A catastrophe has befallen the world this week as Notre Dame burns in Paris. It’s not the first time that’s happened, but the internet can help until it gets rebuilt.
When disaster has ravaged major museums in the past, you have to have hoped that the artworks and antiquities have been moved. It can’t always be done, mind you, so technology can assist.
Technology may not provide the exact experience for viewing a major artwork, but it can deliver an aspect of the experience, such as the viewing. And if you can somehow deliver it in virtual reality, it can get close.
We’re not there yet for everything, but the digitisation of some of the world’s biggest museums is gradually happening, and something Google has been actively involved in via its “Arts & Culture” project.
But it’s not finished, and hasn’t archived everything, and when tragedy strikes, what then?
At just before seven on the evening of April 15, the Paris icon of Notre Dame cathedral was ablaze, as an accidental fire hit one of the world’s most known cathedrals.
News organisations have reported some of the artworks have been saved, but what of the building itself, something that is clearly a form of art and held in the highest of regard?
It’s worth pointing out that this isn’t the first time Notre Dame has seen a fire, and so restorations will likely begin the moment the fire goes out.
But that will take time.
It will be some time before France’s most well-known cathedral will be working again, and so we have to hope the internet has archived it by now.
Where can you see Notre-Dame at its peak in digital form?
Digitally restored Notre-Dame
There have been attempts to digitise Notre-Dame over time, and while Google hasn’t created a digital rendition of the cathedral in the way it has with the Palace of Versailles, you still have options.
Google Street View not only retains images of Notre-Dame from the outside, but some from the inside as well, allowing you to get done semblance of the virtual experience even if it’s not quite as remarkable as walking in yourself.
CNN captured Notre Dame in 2015 for its “CNNVR” project, though it does require a VR-capable web browser to view it, while an eight-minute VR documentary was released earlier in the year.
Microsoft once offered a unique take on Notre-Dame with its Seadragon-powered Photosynth technology that assembled a 3D model of Notre-Dame through pictures found online, but that has been subsequently deactivated and discontinued.
However Photosynth wasn’t the only system to assemble a 3D model of the cathedral.
Back in 2015, art historian Dr.
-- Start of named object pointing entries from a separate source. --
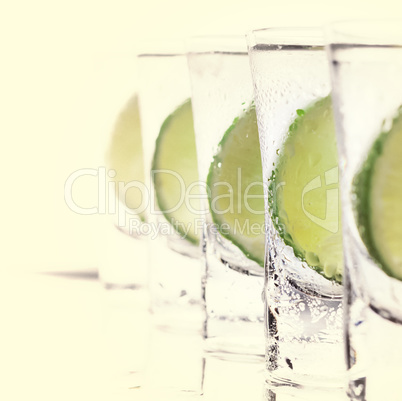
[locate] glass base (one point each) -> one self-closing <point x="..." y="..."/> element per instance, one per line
<point x="375" y="352"/>
<point x="234" y="327"/>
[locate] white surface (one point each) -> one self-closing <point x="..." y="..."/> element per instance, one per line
<point x="69" y="339"/>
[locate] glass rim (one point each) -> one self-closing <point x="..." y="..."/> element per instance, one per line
<point x="380" y="32"/>
<point x="287" y="35"/>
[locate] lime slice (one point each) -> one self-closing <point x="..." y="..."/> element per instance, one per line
<point x="378" y="192"/>
<point x="125" y="155"/>
<point x="175" y="173"/>
<point x="303" y="192"/>
<point x="236" y="198"/>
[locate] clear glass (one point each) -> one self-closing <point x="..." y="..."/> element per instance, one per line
<point x="303" y="309"/>
<point x="221" y="91"/>
<point x="366" y="69"/>
<point x="175" y="364"/>
<point x="175" y="263"/>
<point x="123" y="261"/>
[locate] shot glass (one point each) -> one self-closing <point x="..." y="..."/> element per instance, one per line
<point x="303" y="290"/>
<point x="175" y="364"/>
<point x="124" y="253"/>
<point x="230" y="168"/>
<point x="366" y="70"/>
<point x="171" y="166"/>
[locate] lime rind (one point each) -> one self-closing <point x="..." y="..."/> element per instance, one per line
<point x="364" y="189"/>
<point x="171" y="217"/>
<point x="125" y="155"/>
<point x="245" y="126"/>
<point x="329" y="262"/>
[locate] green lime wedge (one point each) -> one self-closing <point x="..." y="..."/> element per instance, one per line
<point x="378" y="202"/>
<point x="236" y="197"/>
<point x="175" y="173"/>
<point x="125" y="155"/>
<point x="303" y="192"/>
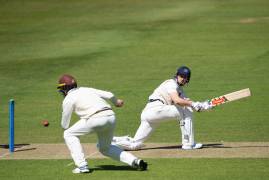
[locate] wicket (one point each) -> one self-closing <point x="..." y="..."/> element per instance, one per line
<point x="11" y="125"/>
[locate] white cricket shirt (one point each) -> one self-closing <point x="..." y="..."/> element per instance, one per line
<point x="165" y="89"/>
<point x="84" y="102"/>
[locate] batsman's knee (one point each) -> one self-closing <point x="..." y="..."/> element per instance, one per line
<point x="103" y="150"/>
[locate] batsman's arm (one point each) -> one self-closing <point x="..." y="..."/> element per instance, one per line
<point x="180" y="101"/>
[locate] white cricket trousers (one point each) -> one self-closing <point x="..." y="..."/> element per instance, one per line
<point x="157" y="112"/>
<point x="102" y="124"/>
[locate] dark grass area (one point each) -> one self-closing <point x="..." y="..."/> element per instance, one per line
<point x="158" y="169"/>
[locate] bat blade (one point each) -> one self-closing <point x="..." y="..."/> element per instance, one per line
<point x="231" y="97"/>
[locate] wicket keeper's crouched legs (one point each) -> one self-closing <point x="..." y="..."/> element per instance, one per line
<point x="103" y="124"/>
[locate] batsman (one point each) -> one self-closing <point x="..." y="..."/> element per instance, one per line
<point x="167" y="102"/>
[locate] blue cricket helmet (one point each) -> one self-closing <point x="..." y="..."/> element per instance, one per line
<point x="184" y="72"/>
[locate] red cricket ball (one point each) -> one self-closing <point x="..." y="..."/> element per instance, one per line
<point x="45" y="123"/>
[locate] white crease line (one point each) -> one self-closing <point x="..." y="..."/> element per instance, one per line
<point x="92" y="154"/>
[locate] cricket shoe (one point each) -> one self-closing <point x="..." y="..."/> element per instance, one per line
<point x="83" y="169"/>
<point x="140" y="165"/>
<point x="121" y="138"/>
<point x="194" y="146"/>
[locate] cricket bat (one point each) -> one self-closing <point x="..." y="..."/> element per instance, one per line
<point x="230" y="97"/>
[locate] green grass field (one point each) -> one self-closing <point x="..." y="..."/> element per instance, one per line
<point x="185" y="169"/>
<point x="129" y="47"/>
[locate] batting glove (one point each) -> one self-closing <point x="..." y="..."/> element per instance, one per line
<point x="197" y="106"/>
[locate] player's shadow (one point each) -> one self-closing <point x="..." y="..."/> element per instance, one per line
<point x="113" y="168"/>
<point x="212" y="145"/>
<point x="17" y="147"/>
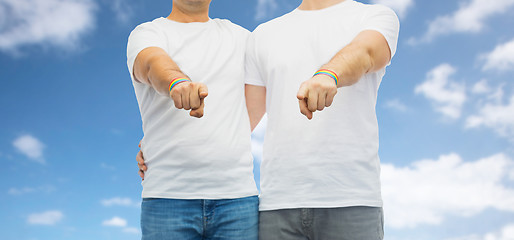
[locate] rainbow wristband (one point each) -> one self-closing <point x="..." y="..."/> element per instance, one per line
<point x="329" y="73"/>
<point x="176" y="81"/>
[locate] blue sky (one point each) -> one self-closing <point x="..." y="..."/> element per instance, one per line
<point x="70" y="121"/>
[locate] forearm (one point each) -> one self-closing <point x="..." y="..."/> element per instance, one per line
<point x="350" y="64"/>
<point x="368" y="52"/>
<point x="154" y="67"/>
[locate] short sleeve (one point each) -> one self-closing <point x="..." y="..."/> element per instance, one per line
<point x="383" y="20"/>
<point x="143" y="36"/>
<point x="252" y="73"/>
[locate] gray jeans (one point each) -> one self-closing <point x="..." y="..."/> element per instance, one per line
<point x="346" y="223"/>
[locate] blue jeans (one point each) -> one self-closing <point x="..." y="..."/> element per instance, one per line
<point x="225" y="219"/>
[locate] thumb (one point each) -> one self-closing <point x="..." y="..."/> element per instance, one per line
<point x="302" y="93"/>
<point x="203" y="91"/>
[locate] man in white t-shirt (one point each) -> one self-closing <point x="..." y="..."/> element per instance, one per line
<point x="320" y="178"/>
<point x="320" y="173"/>
<point x="199" y="182"/>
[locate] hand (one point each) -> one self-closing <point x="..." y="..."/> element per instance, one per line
<point x="315" y="94"/>
<point x="190" y="96"/>
<point x="141" y="163"/>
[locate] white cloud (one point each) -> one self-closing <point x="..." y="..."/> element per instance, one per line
<point x="115" y="222"/>
<point x="497" y="116"/>
<point x="481" y="87"/>
<point x="31" y="147"/>
<point x="396" y="104"/>
<point x="45" y="218"/>
<point x="501" y="58"/>
<point x="132" y="230"/>
<point x="265" y="8"/>
<point x="446" y="95"/>
<point x="26" y="190"/>
<point x="470" y="17"/>
<point x="428" y="191"/>
<point x="399" y="6"/>
<point x="122" y="9"/>
<point x="20" y="191"/>
<point x="506" y="233"/>
<point x="118" y="201"/>
<point x="59" y="23"/>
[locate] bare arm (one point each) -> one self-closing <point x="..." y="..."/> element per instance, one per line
<point x="368" y="52"/>
<point x="255" y="103"/>
<point x="153" y="66"/>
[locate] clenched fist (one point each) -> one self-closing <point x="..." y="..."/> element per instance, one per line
<point x="190" y="96"/>
<point x="315" y="94"/>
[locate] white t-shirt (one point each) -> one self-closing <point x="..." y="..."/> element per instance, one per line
<point x="332" y="160"/>
<point x="187" y="157"/>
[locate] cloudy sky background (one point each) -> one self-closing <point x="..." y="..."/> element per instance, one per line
<point x="70" y="122"/>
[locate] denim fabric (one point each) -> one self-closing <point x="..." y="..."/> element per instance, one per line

Andrew Tallon assembled a digital model using lasers to understand the structure of the building. His site “Mapping Gothic France” features detailed information about several cathedrals including that of Notre Dame in Paris, and could end up informing the restoration of the cathedral.
We’re not sure whether that means a digital recreation could come as a result of Dr. Tallon’s work, but given that it probably now houses the most realistic, it’s a distinct possibility.
Meanwhile, expect to find thousands of images of Notre Dame online, as everyone who has ever been and captured is likely to share their photos.
Simply put, Notre Dame isn’t going away, and while it might take some time to return, it will be back, and you can still experience elements of that until it does.